Including keywords in headlines is becoming less important, Shepard says. “Google has gotten better about interpreting meaning. It used to be that if you wanted to rank for ‘best restaurants,’ you had to say ‘best restaurants’ three or four times. It’s still helpful to mention ‘best restaurants,’ but the semantic meaning is becoming much more important. Now you can just talk about great dining experiences, and the search engines will pick up on it.”
Adds Laetsch: “Historically, we wanted to get a keyword in the body copy or in the meta description. Now that’s all gone out the window. As the search engines get smarter, they start to think about other words that you expect to be in that article, what will signal that this is an authoritative article on the topic.
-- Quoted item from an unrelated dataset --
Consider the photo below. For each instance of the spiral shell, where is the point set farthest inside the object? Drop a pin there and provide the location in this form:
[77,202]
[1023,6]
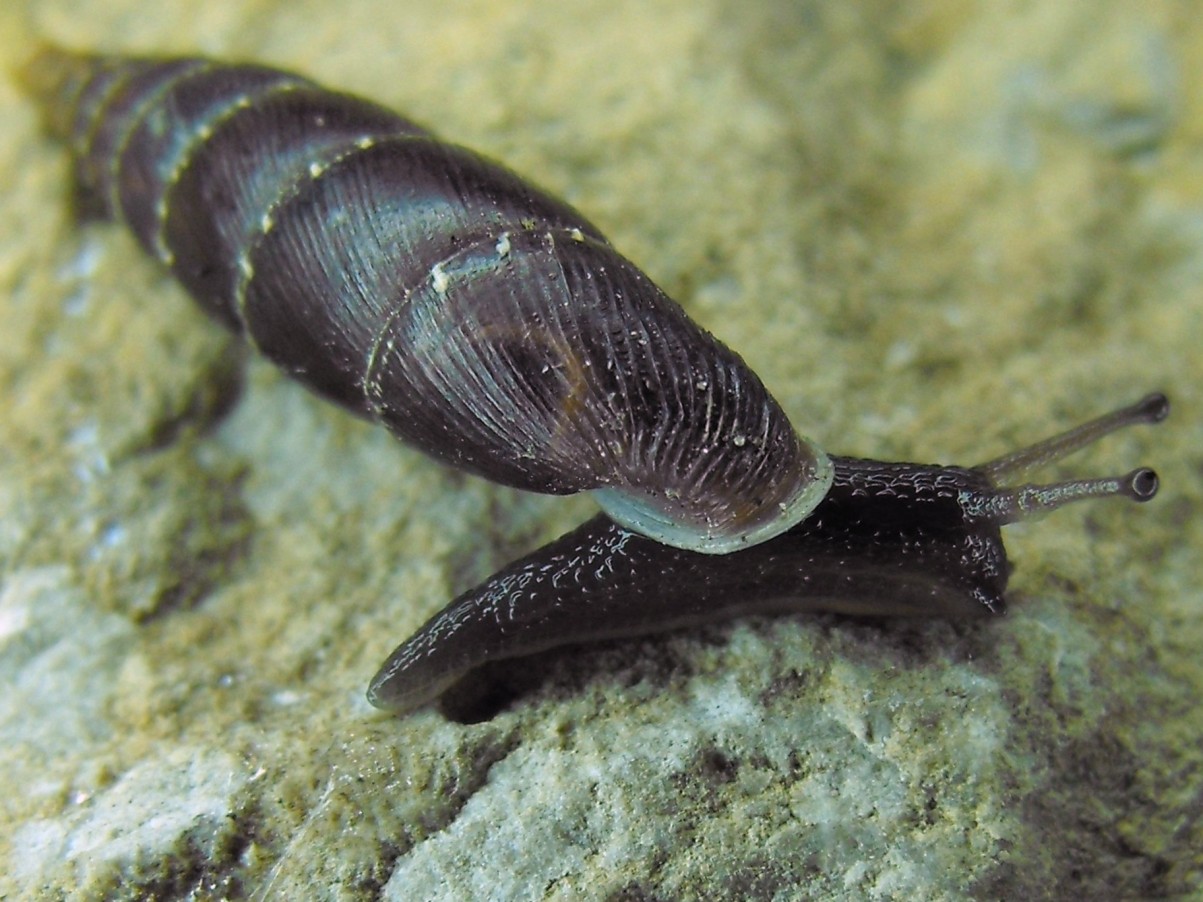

If you were writing an article about the Apple Watch, you might have the words ‘Apple,’ ‘iPhone,’ ‘Watch,’ ‘apps’ and ‘time.’ If those are in the body copy, it sends signals to the search engines that this is a pretty good article.”
Seventy-five percent of search queries are between three and five words long, so you should write headlines accordingly, he adds. “The search engines are figuring out that if people search for the word ‘marketing,’ or any one- or two-word query, they don’t get the results they want. To get quality results that are most likely to answer their question, they have to go to three-, four- or five-word queries. As content creators, when you’re thinking about optimization, you have to think about that.”